Parcours de vie cabossée

L’enquête démarre en janvier 2016 après un signalement de la responsable d’un foyer d’Ermont, dans le Val-d’Oise. L’une des jeunes pensionnaires vient de se confier à son éducatrice sur son activité « d’escort ». Les premières investigations laissent penser qu’elle se prostitue avec deux autres adolescentes rencontrées à la maison de l’Enfance du département. Mais peu à peu, les enquêteurs mettent en lumière un réseau plus structuré qu’il n’y paraît, polarisé autour de différents établissements d’accueil du Val-d’Oise.

Toutes sont de très jeunes adolescentes - l’une d’elles à 12 ans - au parcours de vie chaotique, qui se prostituent régulièrement ou occasionnellement dans des hôtels de la région mais également de Rouen ou d’Orléans. Inès, soupçonnée d’avoir joué les proxénètes, a une vie tout aussi cabossée. La jeune prévenue vit depuis plusieurs années dans un foyer de l’aide sociale à l’enfance, multiplie les fugues et les comportements à risque depuis son enfance. En 2015, alors qu’elle a à peine 13 ans, elle fait une tentative de suicide. « Sans minimiser son rôle, elle est également victime d’un réseau qui a profité de ses faiblesses », reconnaît l’avocate de l’association.
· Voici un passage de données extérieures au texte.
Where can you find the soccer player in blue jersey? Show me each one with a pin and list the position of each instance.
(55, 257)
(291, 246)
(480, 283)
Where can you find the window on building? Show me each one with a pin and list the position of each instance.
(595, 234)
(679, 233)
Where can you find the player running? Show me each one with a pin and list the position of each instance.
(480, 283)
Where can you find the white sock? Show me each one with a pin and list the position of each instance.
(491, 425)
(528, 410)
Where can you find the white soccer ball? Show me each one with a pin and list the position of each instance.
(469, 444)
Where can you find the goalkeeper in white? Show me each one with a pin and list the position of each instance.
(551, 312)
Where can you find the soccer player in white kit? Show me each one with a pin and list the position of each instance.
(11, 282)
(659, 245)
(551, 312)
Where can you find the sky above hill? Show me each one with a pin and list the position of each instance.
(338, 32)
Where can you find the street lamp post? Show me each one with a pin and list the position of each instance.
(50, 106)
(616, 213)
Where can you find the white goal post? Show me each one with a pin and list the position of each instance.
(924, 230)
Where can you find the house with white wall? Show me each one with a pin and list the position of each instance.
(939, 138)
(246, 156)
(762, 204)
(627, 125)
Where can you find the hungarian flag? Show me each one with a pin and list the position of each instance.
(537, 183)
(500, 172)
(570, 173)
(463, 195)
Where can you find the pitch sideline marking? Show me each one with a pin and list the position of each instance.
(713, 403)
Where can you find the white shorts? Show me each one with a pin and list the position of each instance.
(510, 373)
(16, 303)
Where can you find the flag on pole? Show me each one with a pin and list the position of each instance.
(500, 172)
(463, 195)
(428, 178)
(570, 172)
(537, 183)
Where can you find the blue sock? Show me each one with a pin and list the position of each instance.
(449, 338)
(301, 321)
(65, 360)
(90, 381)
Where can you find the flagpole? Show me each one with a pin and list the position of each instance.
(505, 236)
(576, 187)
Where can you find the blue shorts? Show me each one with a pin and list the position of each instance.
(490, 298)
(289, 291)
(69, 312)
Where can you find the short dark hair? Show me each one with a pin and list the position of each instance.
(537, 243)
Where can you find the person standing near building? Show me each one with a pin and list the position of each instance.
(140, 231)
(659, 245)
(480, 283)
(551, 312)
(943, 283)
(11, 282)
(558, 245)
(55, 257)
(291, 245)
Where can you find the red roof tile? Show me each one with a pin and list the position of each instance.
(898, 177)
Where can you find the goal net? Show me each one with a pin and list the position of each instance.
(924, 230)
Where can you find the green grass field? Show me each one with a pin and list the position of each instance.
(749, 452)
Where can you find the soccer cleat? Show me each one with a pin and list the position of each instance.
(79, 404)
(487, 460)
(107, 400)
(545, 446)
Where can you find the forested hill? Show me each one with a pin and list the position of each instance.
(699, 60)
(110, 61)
Soupçonnés d’avoir facilité une activité prostitutionnelle

Si plusieurs adolescentes se livraient déjà à la prostitution avant de rencontrer Inès et son petit ami Walid, le couple est soupçonné d’avoir facilité leur activité. L’adolescente, elle-même prostituée, a reconnu avoir réservé des chambres d’hôtels, publié des annonces sur les sites Internet tels que VivaStreet et Wannonce. Elle se chargeait également de recruter de nouvelles prostituées pour des « week-ends ».

Les clients affluent : sur sa ligne spécialement dédiée à son activité, elle reçoit jusqu’à 957 appels émanant de 200 interlocuteurs différents en quatre jours. En échange de cette « logistique », elle récupère 50 % des gains des autres prostituées et verse elle-même la moitié de ce qu’elle gagne à son petit ami, Walid.

Le prévenu, en détention provisoire depuis un peu plus d’un an, n’a eu de cesse de minimiser son rôle, assurant avoir seulement agi « par amour » pour Inès. S’il la conduisait en voiture à ses « rendez-vous », diffusait des annonces ou intervenait en cas de litige avec des clients, c’était avant tout pour « rendre service ». Walid assure n’avoir tiré aucun bénéfice financier de ce soutien logistique, à la seule exception d’une Smart payée par Inès. Mais l’adolescente, qui l’a défendu tout au long de la procédure, assure lui avoir payé la voiture pour qu’il lui apprenne à conduire. Quid pourtant des textos où il s’enquiert des activités d’Inès ? « Depuis tout à l’heure, t’as rien fait », « essaie d’en faire deux autres et c’est bon », « on ne va pas travailler à perte »… Une jeune fille en fugue raconte également qu’il lui a fait du chantage pour qu’elle se prostitue : si elle refusait de travailler, il dirait à son grand frère « qu’elle avait fait des choses ».

D’autres hommes autour du réseau

L’enquête a démontré que les jeunes filles étaient en relation avec d’autres hommes sans pour autant préciser leur implication précise dans le réseau. « Il est certain que des personnes gravitent autour des jeunes filles qui s’adonnent à une activité prostitutionnelle néanmoins il n’a pas été possible de réunir des charges suffisantes pour les impliquer », indique la juge d’instruction dans son ordonnance de renvoi.

« On aurait aimé que l’enquête aille plus loin, savoir qui profite de la détresse de ces jeunes filles et de la défaillance de l’Etat dans ce dossier », déplore Me Noémie Saidi-Cottier. Le prévenu risque dix ans de prison et 1,5 million euros d’amende.